Po wyjściu za mąż, ze względu na powołanie męża na sędziego do Rejonowego Sądu w Wadowicach, opuściła ukochany Kraków w 1946 roku. Po ukończeniu Studium Nauczycielskiego w Tarnowie na wydziale bibliotekarstwa spełniała się w zawodzie w Szkole nr 2 oraz w Szkole nr 5. Do tej pory jest wspominana z sentymentem przez ówczesnych wychowanków szkół za dzielenie się wiedzą nie tylko o książkach, ale również o swoich podróżach m.in. do Brazylii, gdzie po wojnie zamieszkała jej siostra.
Doraźnie uczyła języka niemieckiego, którego znajomość ocaliła ją przed wywiezieniem na roboty w czasie wojny, ponieważ została zatrudniona w biurze, gdzie opanowała pisanie na maszynie i stenopisarstwo.
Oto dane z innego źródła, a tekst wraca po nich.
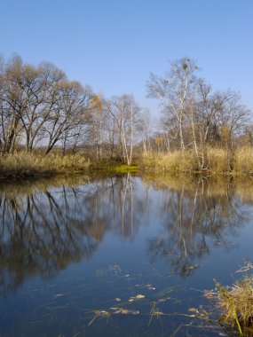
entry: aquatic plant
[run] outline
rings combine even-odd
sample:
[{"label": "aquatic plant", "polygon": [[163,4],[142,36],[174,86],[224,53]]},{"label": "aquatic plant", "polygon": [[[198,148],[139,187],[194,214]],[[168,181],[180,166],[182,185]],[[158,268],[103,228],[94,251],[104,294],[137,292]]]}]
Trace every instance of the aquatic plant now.
[{"label": "aquatic plant", "polygon": [[216,282],[215,292],[205,293],[205,297],[215,299],[216,307],[221,311],[219,322],[225,326],[236,327],[241,335],[245,329],[253,327],[253,275],[248,271],[253,263],[246,260],[246,266],[237,272],[242,272],[241,279],[231,286]]}]

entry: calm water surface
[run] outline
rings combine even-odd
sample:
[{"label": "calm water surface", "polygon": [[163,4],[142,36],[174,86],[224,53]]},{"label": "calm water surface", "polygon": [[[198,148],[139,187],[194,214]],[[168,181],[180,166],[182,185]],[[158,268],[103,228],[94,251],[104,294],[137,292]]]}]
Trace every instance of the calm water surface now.
[{"label": "calm water surface", "polygon": [[225,335],[216,313],[194,310],[210,311],[202,292],[253,261],[251,184],[130,175],[2,184],[0,336]]}]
Była nieocenionym źródłem wiedzy jako świadek wydarzeń II wojny światowej. W związku z faktem, iż szwagier p. Aleksandry, Jan Cholewiński (znany wówczas chemik i grafolog) zajmował się badaniem zbrodni katyńskiej, została jednym z ostatnich świadków powołanych do IPN w tej sprawie.
Na emeryturze spełniała swoją pasję literacką (w młodości pisała wiersze), w wieku 87 lat została nagrodzona przez “Dziennik Polski”, do którego przesłała swoje wspomnienia z czasów wojny. Brała udział w tworzeniu książki o swoim wuju, Julianie Orkiszu, odkrywcy pierwszej polskiej komety. Jednemu z ojców karmelitów Pomagała redagować książkę o królowej Jadwidze.
Zawsze na pierwszym miejscu stawiała rodzinę, w szczególności swoje prawnuki. Z jednym z nich pozuje do zdjęcia.